American political sociologist

Andrew G. Walder (born 1953) is an American political sociologist specializing in the study of Chinese society. He has taught at Harvard University and Stanford University, where he joined the faculty in 1997 and is the Denise O'Leary & Kent Thiry Professor of the School of Humanities and Sciences, and a Senior Fellow of the Freeman-Spogli Institute for International Studies at Stanford University.

His research interests include Collective Action, Social Movements, Comparative and Historical Sociology, and Political Sociology. He has published extensively on the Chinese Cultural Revolution, Chinese industry and industrial reform, and Chinese society under Mao Zedong.

==Education and career==
Walder was born in 1953. He received his PhD in sociology at the University of Michigan in 1981 and taught at Columbia University before moving to Harvard in 1987, where he headed the MA Program on Regional Studies-East Asia for several years. From 1995 to 1997, he headed the Division of Social Sciences at the Hong Kong University of Science and Technology.
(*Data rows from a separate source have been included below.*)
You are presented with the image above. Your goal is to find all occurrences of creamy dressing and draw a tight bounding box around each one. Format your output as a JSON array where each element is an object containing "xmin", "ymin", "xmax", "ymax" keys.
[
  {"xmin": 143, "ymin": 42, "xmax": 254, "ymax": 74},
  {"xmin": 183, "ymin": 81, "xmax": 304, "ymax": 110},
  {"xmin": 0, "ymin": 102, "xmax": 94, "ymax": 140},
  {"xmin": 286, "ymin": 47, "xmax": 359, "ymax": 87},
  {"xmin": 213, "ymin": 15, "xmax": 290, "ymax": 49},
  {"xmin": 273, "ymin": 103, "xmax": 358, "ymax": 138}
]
He joined that Stanford Department of Sociology in 1997. From 1996 to 2006, as a member of the Hong Kong Government's Research Grants Council, he chaired its Panel on the Humanities, Social Sciences, and Business Studies.

In 1985, he was awarded a Guggenheim Fellowship in the field of sociology.

== Reception and critique ==
Academic Dongping Han critiques Walder's claim that Mao's pronouncements during the Cultural Revolution were extremely ambiguous, particularly Walder's claim, "It takes an extraordinary amount of energy and imagination to figure out precisely what Mao really meant by such ideas as 'the restoration of capitalism' or 'newly arisen bourgeoise.'" Han writes even illiterate Chinese did not find the terms hard to grasp, noting that in his fieldwork interviews in Jimo county farmers readily understood "restoration of capitalism" to mean loss of the gains from land reform and a return to old social ways and that they understood "newly arisen bourgeoisie" to mean party leaders who did not work.

==Selected publications==
- Andrew G. Walder, China Under Mao: A Revolution Derailed. Cambridge, Mass.: Harvard University Press, 2015.
- Walder, Andrew G. (2014). "Rebellion and Repression in China, 1966–1971"
- Fractured Rebellion: The Beijing Red Guard Movement. Cambridge, Mass.: Harvard University Press, 2009.
- Joseph W. Esherick, Paul G. Pickowicz, and Andrew G. Walder, eds., The Chinese Cultural Revolution as History. Stanford: Stanford University Press, 2006.
- Jean C. Oi and Andrew G. Walder, eds. Property Rights and Economic Reform in China. Stanford: Stanford University Press, 1999.
- Andrew G. Walder, ed. Zouping in Transition: The Process of Reform in Rural North China. Cambridge, Mass.: Harvard University Press, 1998.
- Andrew G. Walder, ed., China's Transitional Economy. Oxford: Oxford University Press, 1996.
- Andrew G. Walder, ed., The Waning of the Communist State: Economic Origins of Political Decline in China and Hungary. Berkeley: University of California Press, 1995.
- Andrew G. Walder, Communist Neo-Traditionalism: Work and Authority in Chinese Industry. Berkeley: University of California Press, 1986.